"Les ressources déployées (par le régime d'Assad et Moscou) pour reprendre Alep ont entraîné une série de victoires opportunistes de l'EI" en Syrie, note Charles Lister, du centre de recherche américain Middle East Institute.
En pleine offensive russo-irano-syrienne contre les rebelles à Alep, les jihadistes de l'EI ont repris mi-décembre la ville de Palmyre, connue pour sa cité antique, dont ils avaient été chassés en mars.
"Moscou et Damas ont jugé prioritaire la défaite de l'opposition dans la ville d'Alep par rapport à la défense de Palmyre contre l'EI, faisant croître de fait la menace posée par les groupes jihadistes au nord et à l'est de la Syrie", commente l'Institute for the Study of War (ISW), un think-tank basé à Washington.
"Daech (acronyme arabe de l'EI) apparaît comme le grand vainqueur de la chute d'Alep", renchérit Jean-Pierre Filiu, professeur à la Paris School of International Affairs. Outre la reprise de Palmyre, "le scandale de la passivité internationale face au martyre d'Alep relance la propagande jihadiste dans le monde entier, permettant à Daech de frapper coup sur coup en Jordanie et en Allemagne".
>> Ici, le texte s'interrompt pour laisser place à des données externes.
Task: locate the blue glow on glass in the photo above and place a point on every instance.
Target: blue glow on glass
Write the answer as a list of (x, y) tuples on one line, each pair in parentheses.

Les jihadistes ne tiennent plus aujourd'hui que la moitié du territoire dont ils s'étaient emparés en 2014 en Irak et en Syrie et ont enregistré leurs plus lourdes défaites cette année face aux forces et pays coalisés contre eux.Dans le nord de la Syrie, le groupe ultraradical sunnite a notamment perdu Kobane, Minbej ou encore Dabiq, pierre angulaire de sa mythologie. Son fief d'Al-Bab, au nord d'Alep, est par ailleurs attaqué par la Turquie, qui a déclenché il y a quatre mois une offensive dans le nord de la Syrie pour chasser l'EI de sa frontière.
Mais les jihadistes contrôlent toujours Raqa, capitale syrienne de son "califat" autoproclamé. Le groupe a également la mainmise sur les rives de l'Euphrate, jusqu'à la frontière irakienne via Deir Ez-Zor.
La récente reprise de Palmyre, dans la province centrale de Homs, "met en évidence l'incapacité des forces progouvernementales syriennes à rétablir la sécurité dans tout le pays sans le soutien durable de la Russie et de l'Iran, malgré leur récent succès à Alep", d'après l'ISW.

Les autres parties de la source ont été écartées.